Github: https://github.com/hpcaitech/Open-Sora
π Reports
- Tech Report of Open-Sora 2.0
- Step by step to train or finetune your own model
- Step by step to train and evaluate an video autoencoder
- Visit the high compression video autoencoder
- Reports of previous version (better see in according branch):
- Open-Sora 1.3: shift-window attention, unified spatial-temporal VAE, etc.
- Open-Sora 1.2, Tech Report: rectified flow, 3d-VAE, score condition, evaluation, etc.
- Open-Sora 1.1: multi-resolution/length/aspect-ratio, image/video conditioning/editing, data preprocessing, etc.
- Open-Sora 1.0: architecture, captioning, etc.
π Since Open-Sora is under active development, we remain different branchs for different versions. The latest version is main. Old versions include: v1.0, v1.1, v1.2, v1.3.
Quickstart
Installation
# create a virtual env and activate (conda as an example)
conda create -n opensora python=3.10
conda activate opensora
# download the repo
git clone https://github.com/hpcaitech/Open-Sora
cd Open-Sora
# Ensure torch >= 2.4.0
pip install -v . # for development mode, `pip install -v -e .`
pip install xformers==0.0.27.post2 --index-url https://download.pytorch.org/whl/cu121 # install xformers according to your cuda version
pip install flash-attn --no-build-isolation
Optionally, you can install flash attention 3 for faster speed.

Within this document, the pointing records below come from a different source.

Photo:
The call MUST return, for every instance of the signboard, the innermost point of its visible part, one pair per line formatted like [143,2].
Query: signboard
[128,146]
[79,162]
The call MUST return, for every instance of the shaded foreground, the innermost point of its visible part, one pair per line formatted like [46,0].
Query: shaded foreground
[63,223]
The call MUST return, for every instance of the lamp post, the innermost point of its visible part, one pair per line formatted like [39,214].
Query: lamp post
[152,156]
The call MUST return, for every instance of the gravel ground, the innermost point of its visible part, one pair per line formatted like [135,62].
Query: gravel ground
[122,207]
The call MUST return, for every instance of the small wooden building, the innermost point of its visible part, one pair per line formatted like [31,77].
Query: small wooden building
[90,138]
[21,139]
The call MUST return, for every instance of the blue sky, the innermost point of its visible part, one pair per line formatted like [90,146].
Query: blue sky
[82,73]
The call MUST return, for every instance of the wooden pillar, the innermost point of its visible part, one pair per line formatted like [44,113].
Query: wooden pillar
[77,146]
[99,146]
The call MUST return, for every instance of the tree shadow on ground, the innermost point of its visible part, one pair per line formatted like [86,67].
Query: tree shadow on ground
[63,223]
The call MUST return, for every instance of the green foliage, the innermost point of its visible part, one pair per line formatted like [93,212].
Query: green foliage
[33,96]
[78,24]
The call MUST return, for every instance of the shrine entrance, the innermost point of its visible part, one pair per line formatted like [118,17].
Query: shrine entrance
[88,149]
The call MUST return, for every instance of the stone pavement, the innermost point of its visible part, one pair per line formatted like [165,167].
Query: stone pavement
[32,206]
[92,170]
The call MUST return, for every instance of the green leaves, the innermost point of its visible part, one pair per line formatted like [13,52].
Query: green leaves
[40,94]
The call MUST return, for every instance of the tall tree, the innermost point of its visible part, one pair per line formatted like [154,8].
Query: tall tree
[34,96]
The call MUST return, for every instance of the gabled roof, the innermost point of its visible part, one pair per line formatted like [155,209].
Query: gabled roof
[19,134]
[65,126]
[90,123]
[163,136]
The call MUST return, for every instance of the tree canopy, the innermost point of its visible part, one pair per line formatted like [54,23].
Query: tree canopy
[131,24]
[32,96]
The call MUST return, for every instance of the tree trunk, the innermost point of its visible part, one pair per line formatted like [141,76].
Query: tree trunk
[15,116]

git clone https://github.com/Dao-AILab/flash-attention # 4f0640d5
cd flash-attention/hopper
python setup.py install
Model Download
Our 11B model supports 256px and 768px resolution. Both T2V and I2V are supported by one model. π€ Huggingface π€ ModelScope.
Download from huggingface:
pip install "huggingface_hub[cli]"
huggingface-cli download hpcai-tech/Open-Sora-v2 --local-dir ./ckpts
Download from ModelScope:
pip install modelscope
modelscope download hpcai-tech/Open-Sora-v2 --local_dir ./ckpts
Text-to-Video Generation
Our model is optimized for image-to-video generation, but it can also be used for text-to-video generation. To generate high quality videos, with the help of flux text-to-image model, we build a text-to-image-to-video pipeline. For 256x256 resolution:
# Generate one given prompt
torchrun --nproc_per_node 1 --standalone scripts/diffusion/inference.py configs/diffusion/inference/t2i2v_256px.py --save-dir samples --prompt "raining, sea"
# Generation with csv
torchrun --nproc_per_node 1 --standalone scripts/diffusion/inference.py configs/diffusion/inference/t2i2v_256px.py --save-dir samples --dataset.data-path assets/texts/example.csv
For 768x768 resolution:
# One GPU
torchrun --nproc_per_node 1 --standalone scripts/diffusion/inference.py configs/diffusion/inference/t2i2v_768px.py --save-dir samples --prompt "raining, sea"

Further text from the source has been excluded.